There has also been a significant drive from within the opera singing community to make opera more accessible. The American tenor Michael Fabiano has consistently called for Opera houses to modernise their viewing experience, for instance by having a ‘mobile phones allowed’ section or specific performances where short video recordings are allowed – think of the Instagram potential!

Several opera houses have begun experimenting with more modern productions: a fairly recent production of Le Nozze di Figaro had the Count in a full Adidas tracksuit to highlight both his wealth, and the fact that he’s a bit of a clown. Websites like OperaVision have allowed for livestreams of opera to become regular occurrences and the world’s biggest opera houses have all signed up for their operas to be kept online for months after their initial livestream (because if there’s one business model to follow for success with young people, it’s Netflix).

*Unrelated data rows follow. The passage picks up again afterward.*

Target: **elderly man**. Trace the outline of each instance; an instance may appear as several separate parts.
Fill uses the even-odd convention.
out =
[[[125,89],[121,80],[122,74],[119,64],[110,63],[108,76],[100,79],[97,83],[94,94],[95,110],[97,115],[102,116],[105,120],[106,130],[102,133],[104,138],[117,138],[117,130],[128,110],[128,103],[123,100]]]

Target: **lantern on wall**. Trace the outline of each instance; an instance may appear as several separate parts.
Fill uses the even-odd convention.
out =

The issue of a lack of modern repertory has also ruffled some feathers. How are operas meant to appeal to young audiences if they were written 200 years ago? Conrad Osborne, a prominent opera critic and writer, has spoken at length about the stagnation of the repertory. No operas from any later than the early 20th century are considered ‘repertory opera’, leading directors to push well-loved favourites to their conceptual limits. This attempt at innovation results in unbelievable or simply senseless productions;the Planet of the Apes inspired production of Rigoletto seems too far.

Personally, I think opera needs a return to its basics if it is to have a lasting impact on young audiences. Younger audiences will only return if they like what they see. That means not taking unrestricted liberties with the text: you wouldn’t see a Star Trek inspired Hamlet at the Royal Shakespeare Company, so why should a Harry Potter themed Magic Flute at the ENO fare any better? There’s a fine balance between a modern interpretation and a complete re-writing of an opera, the latter often having the potential to give a bad impression to any first-timers in the audience.

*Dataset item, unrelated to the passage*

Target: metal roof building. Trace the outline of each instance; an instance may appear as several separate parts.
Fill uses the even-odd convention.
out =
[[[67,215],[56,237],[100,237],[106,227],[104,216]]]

Drives to cast more BAME singers are extremely important, and there have been several drives put in place to tackle this issue since the late 1970s when famous sopranos like Leontyne Price began to emerge. World-class BAME opera singers like Pretty Yende are currently paving the way for a more inclusive environment in the future.

Yet with a growing number of such talented BAME singers, it is disappointing that some opera houses have started seeing inclusivity as a selling point, employing singers in roles out of their depth, rather than other singers of BAME or any other ethnic origin, better suited to the roles. The ENO in particular was criticised for doing this last season: looking at diversity as a selling point instead of genuinely attempting to promote it.

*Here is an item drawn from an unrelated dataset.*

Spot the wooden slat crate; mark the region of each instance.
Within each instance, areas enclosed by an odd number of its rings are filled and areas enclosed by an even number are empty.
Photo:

Moreover, it’s not enough to just sing the role. Opera is a performance, not a concert. Too many people have the image of the soprano on her death bed singing with perfect posture and as loud as she can, instead of resembling anything like a woman close to her death. Singers like Ermonela Jaho and Lisette Oropesa are good examples of the singing-acting combination that the realism-accustomed modern generation tend to prefer.

This recent change in the operatic world will all be for nothing though, if young people can’t afford to go and see the performances. There are several opera companies looking at making performances more accessible; for instance, the Oxford Opera Company had a performance of Carmen last term with tickets from £10-£35. Hopefully it won’t be long until bigger opera houses follow suit.

Opera is facing a tricky time in its long life. An elitist reputation, though fading, still no doubt dissuades many from visiting the opera. It is not a case of forcing opera into relevance and modernity – opera, like Shakespeare, is still relevant in the 21st century. It is just a case of noticing it. Be it professional or amateur, English or Italian, in London or abroad, I urge you to cast off any preconceptions you might have and go to a production. Hopefully, like me, you will agree with Maria Callas that “an opera begins long before the curtain comes up and ends long after it has come down.”